On NOVEMBER 22, 1963, when he was
hardly past his first thousand days in office, John Fitzgerald
Kennedy was killed by assassin's bullets as his motorcade wound
through Dallas, Texas. Kennedy was the youngest man elected President;
he was the youngest to die, at age 46.
Of Irish descent, he was born in
Brookline, Massachusetts, on May 29, 1917. He was the second
of nine children, the son of Rose
Fitzgerald and millionaire Joseph P. Kennedy who had served
as ambassador to Great Britain under Franklin Roosevelt. John
attended Caterbury School in New Milford, Conn., then went to
Choate Academy in Wallingford, Conn. where he was voted "most
likely to succeed." He attended Princeton University briefly,
then majored in government and international relations at Harvard.
After a summer tour of Europe in
1939, Kennedy wrote his college thesis on the failure of England
to prepare itself against Nazi Germany. Published in book form
in 1949, under the title, "Why England Slept," the
work became a best seller. He graduated from Harvard in 1940.
Before
Pearl Harbor, Kennedy entered the Navy
as a seaman. He was commissioned an ensign assigned to a
PT boat squadron which patrolled the Soloman Islands. In 1943,
when his PT boat was rammed and sunk by a Japanese destroyer,
Kennedy, despite grave injuries, led the survivors through perilous
waters to safety. His heroic rescue of survivors of his crew
won him the Navy and Marine Corps Medal as well as the Purple
Heart.
After the war, Kennedy worked as
a reporter for Hearst newspapers for a short time. One of his
assignments was coverage of the United Nations conference at
San Francisco in 1945. He decided to enter politics in 1946,
and with the enthusiastic help of his brothers and sisters won
the Democratic nomination to the House of Representatives in
the eleventh district of Massachusetts. His mother and sisters
organized teas at the homes of voters, while his father furnished
campaign funds. He won the election and as Congressman voted
for Truman's welfare programs, including expanded social security
benefits, aid to veterans, and old-age benefits. In 1952, Kennedy
upset the veteran Republican Senator Henry Cabot Lodge by winning
his seat in the US Senate.
He
married Jacqueline Lee Bouvier, daughter of a wealthy Wall Street
broker, on September 12, 1953. ( They had four children, a girl
who was stillborne; Caroline, born Nov. 27, 1957; John Fitzgerald,
Jr., born Nov. 25, 1960, and Patrick Bouvier, born August, 1963,
died two days later.) Meanwhile, as a Mass. Senator, he worked
for bills that would help New England industries. In 1955, while
recuperating from a back operation, he wrote "Profiles in
Courage," which won the Pulitzer Prize in history.
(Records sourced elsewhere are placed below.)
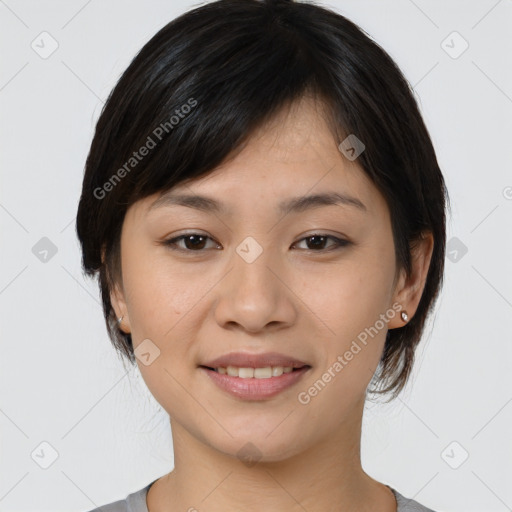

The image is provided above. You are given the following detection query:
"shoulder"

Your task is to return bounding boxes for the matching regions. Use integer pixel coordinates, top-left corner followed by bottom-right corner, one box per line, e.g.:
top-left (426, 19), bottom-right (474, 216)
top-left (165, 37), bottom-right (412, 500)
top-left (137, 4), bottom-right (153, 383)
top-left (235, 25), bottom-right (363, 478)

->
top-left (388, 486), bottom-right (435, 512)
top-left (81, 482), bottom-right (154, 512)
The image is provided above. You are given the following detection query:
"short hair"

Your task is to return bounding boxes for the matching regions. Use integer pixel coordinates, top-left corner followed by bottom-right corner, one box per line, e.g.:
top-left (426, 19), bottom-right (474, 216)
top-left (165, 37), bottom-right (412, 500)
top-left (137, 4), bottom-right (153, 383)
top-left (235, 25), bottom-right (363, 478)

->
top-left (76, 0), bottom-right (449, 398)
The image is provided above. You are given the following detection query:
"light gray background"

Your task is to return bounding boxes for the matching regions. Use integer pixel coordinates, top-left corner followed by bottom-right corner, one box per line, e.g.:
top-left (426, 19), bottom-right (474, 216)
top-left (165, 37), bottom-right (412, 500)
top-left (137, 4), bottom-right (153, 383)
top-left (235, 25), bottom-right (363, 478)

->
top-left (0, 0), bottom-right (512, 512)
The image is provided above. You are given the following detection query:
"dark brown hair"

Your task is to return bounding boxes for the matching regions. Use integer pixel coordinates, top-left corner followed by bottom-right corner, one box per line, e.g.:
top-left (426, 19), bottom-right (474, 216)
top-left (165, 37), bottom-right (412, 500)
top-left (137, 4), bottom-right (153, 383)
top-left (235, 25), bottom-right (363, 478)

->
top-left (76, 0), bottom-right (448, 398)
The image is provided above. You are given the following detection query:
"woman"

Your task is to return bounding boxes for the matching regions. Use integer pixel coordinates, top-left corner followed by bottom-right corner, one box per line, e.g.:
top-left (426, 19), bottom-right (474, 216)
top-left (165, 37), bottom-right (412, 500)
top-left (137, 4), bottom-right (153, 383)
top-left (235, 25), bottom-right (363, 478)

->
top-left (77, 0), bottom-right (448, 512)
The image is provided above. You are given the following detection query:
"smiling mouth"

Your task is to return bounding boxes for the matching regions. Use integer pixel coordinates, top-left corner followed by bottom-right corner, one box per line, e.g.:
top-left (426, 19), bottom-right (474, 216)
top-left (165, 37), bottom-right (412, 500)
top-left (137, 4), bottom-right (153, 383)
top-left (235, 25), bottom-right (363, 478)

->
top-left (201, 364), bottom-right (311, 379)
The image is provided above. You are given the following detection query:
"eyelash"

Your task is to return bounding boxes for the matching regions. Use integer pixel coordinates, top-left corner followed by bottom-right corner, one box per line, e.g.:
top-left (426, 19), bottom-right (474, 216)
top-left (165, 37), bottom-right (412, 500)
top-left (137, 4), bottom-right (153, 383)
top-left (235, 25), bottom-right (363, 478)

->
top-left (162, 233), bottom-right (351, 253)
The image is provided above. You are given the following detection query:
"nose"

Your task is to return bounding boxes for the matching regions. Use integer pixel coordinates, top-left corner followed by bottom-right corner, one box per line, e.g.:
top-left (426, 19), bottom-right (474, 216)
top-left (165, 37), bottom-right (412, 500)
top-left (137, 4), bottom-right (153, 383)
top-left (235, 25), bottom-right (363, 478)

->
top-left (214, 241), bottom-right (298, 333)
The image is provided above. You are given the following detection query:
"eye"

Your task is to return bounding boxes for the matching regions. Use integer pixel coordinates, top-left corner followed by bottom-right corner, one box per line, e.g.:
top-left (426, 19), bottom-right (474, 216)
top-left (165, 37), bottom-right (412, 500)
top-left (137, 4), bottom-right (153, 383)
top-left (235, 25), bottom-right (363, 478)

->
top-left (292, 233), bottom-right (351, 252)
top-left (163, 233), bottom-right (219, 252)
top-left (162, 233), bottom-right (351, 252)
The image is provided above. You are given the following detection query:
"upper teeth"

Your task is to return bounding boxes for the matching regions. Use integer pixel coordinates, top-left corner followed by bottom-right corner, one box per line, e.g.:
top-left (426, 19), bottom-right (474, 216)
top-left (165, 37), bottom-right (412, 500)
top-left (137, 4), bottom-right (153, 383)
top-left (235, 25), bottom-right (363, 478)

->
top-left (215, 366), bottom-right (293, 379)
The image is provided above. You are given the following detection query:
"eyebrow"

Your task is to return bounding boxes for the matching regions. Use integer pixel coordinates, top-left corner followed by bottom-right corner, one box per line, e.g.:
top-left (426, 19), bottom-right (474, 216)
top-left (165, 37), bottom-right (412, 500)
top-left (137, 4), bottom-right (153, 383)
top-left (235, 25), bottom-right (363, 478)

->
top-left (148, 192), bottom-right (367, 215)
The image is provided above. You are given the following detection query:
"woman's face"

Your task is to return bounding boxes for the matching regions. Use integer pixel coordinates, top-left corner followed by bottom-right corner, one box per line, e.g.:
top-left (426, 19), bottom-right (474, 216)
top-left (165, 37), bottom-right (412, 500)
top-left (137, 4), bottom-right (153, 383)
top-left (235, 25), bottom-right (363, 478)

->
top-left (112, 95), bottom-right (418, 461)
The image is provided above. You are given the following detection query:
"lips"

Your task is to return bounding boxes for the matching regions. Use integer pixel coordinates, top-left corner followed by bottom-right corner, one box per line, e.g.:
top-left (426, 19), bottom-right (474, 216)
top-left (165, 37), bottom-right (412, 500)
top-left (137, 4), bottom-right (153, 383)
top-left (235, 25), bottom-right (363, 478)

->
top-left (200, 352), bottom-right (310, 369)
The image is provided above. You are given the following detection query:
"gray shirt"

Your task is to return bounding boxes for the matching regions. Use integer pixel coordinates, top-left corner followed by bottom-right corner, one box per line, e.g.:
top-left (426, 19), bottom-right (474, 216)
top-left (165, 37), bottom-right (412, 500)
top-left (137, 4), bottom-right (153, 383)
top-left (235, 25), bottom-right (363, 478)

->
top-left (84, 480), bottom-right (434, 512)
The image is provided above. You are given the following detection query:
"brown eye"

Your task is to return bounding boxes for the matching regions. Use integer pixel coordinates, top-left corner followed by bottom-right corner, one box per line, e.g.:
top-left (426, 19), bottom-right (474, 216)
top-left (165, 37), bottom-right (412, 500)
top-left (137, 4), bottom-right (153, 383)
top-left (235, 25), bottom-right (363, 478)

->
top-left (164, 233), bottom-right (219, 252)
top-left (299, 234), bottom-right (350, 252)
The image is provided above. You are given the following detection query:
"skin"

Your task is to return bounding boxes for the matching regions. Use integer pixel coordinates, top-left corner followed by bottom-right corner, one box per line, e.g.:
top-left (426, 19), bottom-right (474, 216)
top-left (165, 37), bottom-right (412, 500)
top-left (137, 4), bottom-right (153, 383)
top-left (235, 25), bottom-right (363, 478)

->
top-left (111, 97), bottom-right (433, 512)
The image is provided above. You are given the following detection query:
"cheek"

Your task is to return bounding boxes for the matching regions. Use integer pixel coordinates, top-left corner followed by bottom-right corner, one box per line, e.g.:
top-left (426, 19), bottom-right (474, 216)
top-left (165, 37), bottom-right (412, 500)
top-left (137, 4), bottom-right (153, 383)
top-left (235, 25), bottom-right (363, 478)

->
top-left (123, 249), bottom-right (209, 344)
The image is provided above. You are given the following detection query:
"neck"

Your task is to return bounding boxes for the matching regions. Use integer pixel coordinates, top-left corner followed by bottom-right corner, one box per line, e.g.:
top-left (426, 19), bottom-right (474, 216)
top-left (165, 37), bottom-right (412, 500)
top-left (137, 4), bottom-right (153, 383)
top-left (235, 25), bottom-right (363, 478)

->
top-left (147, 404), bottom-right (396, 512)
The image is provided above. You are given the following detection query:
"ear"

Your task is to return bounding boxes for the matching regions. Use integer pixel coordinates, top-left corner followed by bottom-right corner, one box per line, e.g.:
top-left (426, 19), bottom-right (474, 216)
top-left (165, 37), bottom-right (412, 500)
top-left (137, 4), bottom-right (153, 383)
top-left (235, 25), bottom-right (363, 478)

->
top-left (101, 249), bottom-right (131, 334)
top-left (110, 284), bottom-right (131, 334)
top-left (388, 231), bottom-right (434, 329)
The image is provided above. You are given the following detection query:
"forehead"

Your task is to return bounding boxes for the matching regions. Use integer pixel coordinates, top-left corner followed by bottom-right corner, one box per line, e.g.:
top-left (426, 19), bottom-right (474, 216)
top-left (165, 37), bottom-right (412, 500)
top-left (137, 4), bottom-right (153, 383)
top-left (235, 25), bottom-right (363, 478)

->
top-left (131, 98), bottom-right (386, 222)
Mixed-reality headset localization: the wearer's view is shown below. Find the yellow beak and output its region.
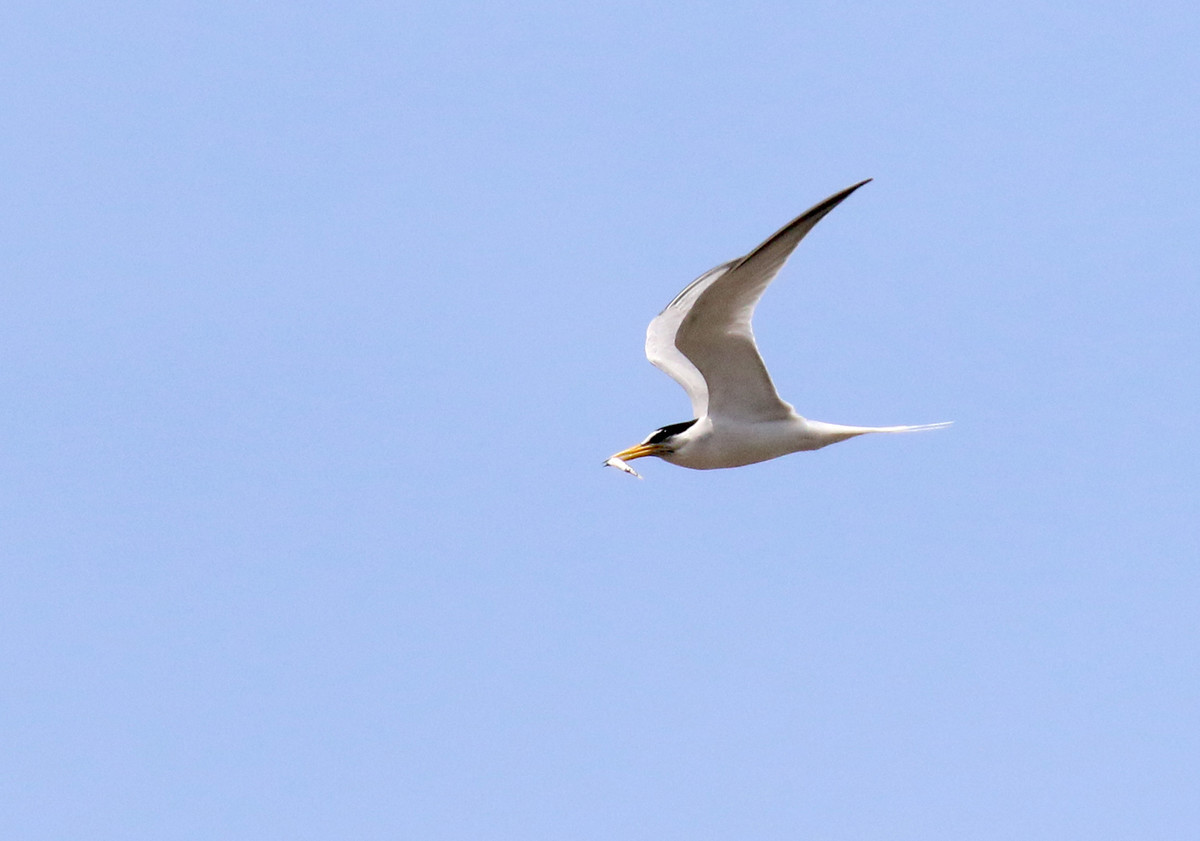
[613,444,671,462]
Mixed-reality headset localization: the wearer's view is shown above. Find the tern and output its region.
[605,179,950,477]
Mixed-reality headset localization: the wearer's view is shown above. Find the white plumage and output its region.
[605,179,949,476]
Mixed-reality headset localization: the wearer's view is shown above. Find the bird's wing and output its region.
[676,179,870,421]
[646,255,737,418]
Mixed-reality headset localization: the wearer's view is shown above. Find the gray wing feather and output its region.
[646,260,737,418]
[676,179,870,421]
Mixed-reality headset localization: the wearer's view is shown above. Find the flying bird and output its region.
[605,179,949,477]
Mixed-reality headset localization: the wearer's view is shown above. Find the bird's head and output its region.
[605,419,696,475]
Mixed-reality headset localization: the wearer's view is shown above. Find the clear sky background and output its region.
[0,0,1200,841]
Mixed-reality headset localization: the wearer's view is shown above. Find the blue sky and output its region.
[0,0,1200,841]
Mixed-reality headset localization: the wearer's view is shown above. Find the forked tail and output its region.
[868,421,954,432]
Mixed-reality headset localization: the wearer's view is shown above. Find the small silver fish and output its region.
[604,456,642,479]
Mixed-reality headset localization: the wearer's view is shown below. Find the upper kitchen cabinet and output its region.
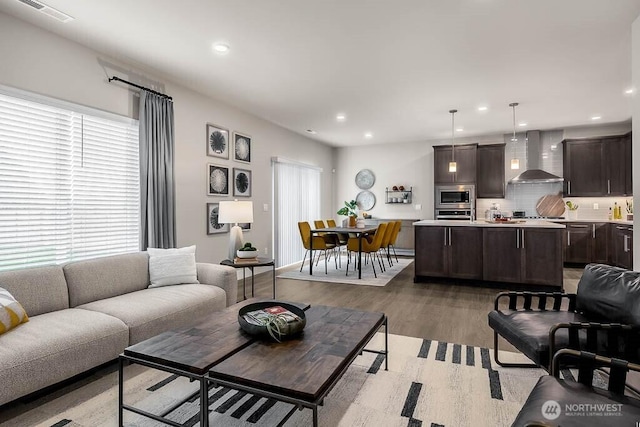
[476,144,505,199]
[623,132,633,196]
[562,133,632,197]
[433,144,476,184]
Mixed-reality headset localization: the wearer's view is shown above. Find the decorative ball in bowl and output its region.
[236,242,258,259]
[238,301,307,342]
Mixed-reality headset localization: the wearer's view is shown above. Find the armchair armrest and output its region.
[494,291,576,311]
[549,322,640,361]
[196,262,238,307]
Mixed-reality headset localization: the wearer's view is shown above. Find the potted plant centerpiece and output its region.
[566,200,578,219]
[337,200,358,227]
[236,242,258,259]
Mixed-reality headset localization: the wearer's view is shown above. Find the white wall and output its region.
[0,13,334,262]
[631,17,640,271]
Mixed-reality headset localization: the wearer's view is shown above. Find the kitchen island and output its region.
[413,220,565,289]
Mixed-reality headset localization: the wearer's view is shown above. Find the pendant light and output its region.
[509,102,520,170]
[449,110,458,173]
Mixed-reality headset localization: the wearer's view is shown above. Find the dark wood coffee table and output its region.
[118,299,388,427]
[206,306,388,426]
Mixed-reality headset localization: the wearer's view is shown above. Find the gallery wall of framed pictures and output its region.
[206,123,253,235]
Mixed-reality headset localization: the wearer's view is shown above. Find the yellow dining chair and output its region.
[298,221,338,274]
[387,221,402,262]
[347,222,388,278]
[379,221,396,268]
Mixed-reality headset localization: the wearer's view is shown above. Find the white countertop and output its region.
[413,219,564,228]
[552,218,633,225]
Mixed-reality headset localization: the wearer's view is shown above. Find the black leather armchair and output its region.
[489,264,640,370]
[512,349,640,427]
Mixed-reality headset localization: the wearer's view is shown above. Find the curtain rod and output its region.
[109,76,173,101]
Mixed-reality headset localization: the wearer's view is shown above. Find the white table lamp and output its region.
[218,200,253,261]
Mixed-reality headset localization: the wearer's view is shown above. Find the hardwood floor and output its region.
[245,263,582,350]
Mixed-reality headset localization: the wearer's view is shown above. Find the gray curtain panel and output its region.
[140,90,176,251]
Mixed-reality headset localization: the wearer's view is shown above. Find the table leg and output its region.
[309,231,313,276]
[249,267,256,298]
[242,267,247,299]
[118,357,124,427]
[384,316,389,371]
[358,233,364,279]
[200,378,209,427]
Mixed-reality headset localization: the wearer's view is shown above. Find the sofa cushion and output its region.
[78,284,227,345]
[147,245,198,288]
[64,252,149,306]
[489,310,587,366]
[0,265,69,316]
[576,264,640,325]
[0,288,29,335]
[0,309,129,405]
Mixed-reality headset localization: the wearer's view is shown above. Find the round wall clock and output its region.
[356,169,376,190]
[356,191,376,211]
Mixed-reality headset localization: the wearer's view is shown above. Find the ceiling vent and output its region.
[18,0,73,23]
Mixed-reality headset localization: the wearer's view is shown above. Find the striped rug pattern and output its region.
[5,334,544,427]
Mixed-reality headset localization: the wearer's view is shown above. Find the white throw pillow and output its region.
[147,245,199,288]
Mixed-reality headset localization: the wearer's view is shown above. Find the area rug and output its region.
[2,334,544,427]
[278,256,413,286]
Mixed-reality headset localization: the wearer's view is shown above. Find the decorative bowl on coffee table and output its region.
[238,301,307,341]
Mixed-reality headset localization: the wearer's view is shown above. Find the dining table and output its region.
[309,226,378,279]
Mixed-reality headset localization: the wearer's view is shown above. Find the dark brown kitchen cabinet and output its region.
[590,222,611,264]
[476,144,505,199]
[433,144,478,184]
[562,133,632,197]
[482,227,562,288]
[611,224,633,270]
[564,223,593,264]
[562,139,606,197]
[415,226,482,279]
[561,221,610,264]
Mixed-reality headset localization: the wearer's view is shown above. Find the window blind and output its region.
[0,94,140,270]
[273,159,321,267]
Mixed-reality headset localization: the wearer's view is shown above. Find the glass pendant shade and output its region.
[449,110,458,173]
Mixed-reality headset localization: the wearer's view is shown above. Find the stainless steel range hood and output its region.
[509,130,564,184]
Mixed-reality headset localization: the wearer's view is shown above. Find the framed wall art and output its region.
[207,123,229,159]
[207,203,229,234]
[233,132,251,163]
[233,168,251,197]
[207,163,229,196]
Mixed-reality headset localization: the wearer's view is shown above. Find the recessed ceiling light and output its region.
[213,43,230,55]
He and his family began working
tirelessly for his presidential nomination as early as 1956.
In 1956 Kennedy almost gained the Democratic nomination for Vice
President, and four years later was a first-ballot nominee for
President.. Millions watched his four television debates with
the Republican candidate and current Vice President, Richard
M. Nixon. Winning by a narrow margin in the popular vote, Kennedy
became the first Roman Catholic President.
ELECTION 1960
|
Electoral: 537 |
Popular: |
John F. Kennedy, D. |
303
|
34,221,531 |
Richard M. Nixon, R. |
219
|
34,108,474 |
Harry F. Byrd, D., VA |
15
|
-- |
Others |
-- |
502,773 |
JFK won 303 electoral votes and Nixon
won 219 electoral votes.
The electoral vote figure needed to win the election of 1960
was 269,
and the state of Illinois had 27 electoral votes. Therefore if
JFK had not won
Illinois, he still would have won the election with 276 electoral
votes.
I hope that puts to rest the outrageously
ridiculous "the mafia helped Kennedy buy the election of
1960" theories.
Cabinet:
- Secretary of State, Dean Rusk (1961-63)
- Secretary of the Treasury, C. Douglas
Dillon (1961-63)
- Secretary of Defense, Robert S.
McNamara (1961-63)
- Attorney General, Robert F. Kennedy
(1961-63)
- Postmaster General, J. Edward Day
(1961-63) John A. Gronouski, Jr. (1963)
- Secretary of the Interior, Stewart
L. Udall (1961-63)
- Secretary of Agriculture, Orville
L. Freeman (1961-63)
- Secretary of Commerce, Luther H.
Hodges (1961-63)
- Secretary of Labor, Arthur J. Goldberg
(1961-62) W. Willard Wirtz (1962-63)
- Secretary of Health, Education,
and Welfare, Abraham A. Ribicoff (1961-62) Anthony J. Celebrezze
(1962-63)
His Inaugural
Address offered the memorable injunction: "Ask not
what your country can do for you--ask what you can do for your
country." As President, he set out to redeem his campaign
pledge to get America moving again. His economic programs launched
the country on its longest sustained expansion since World War
II; before his death, he laid plans for a massive assault on
persisting pockets of privation and poverty.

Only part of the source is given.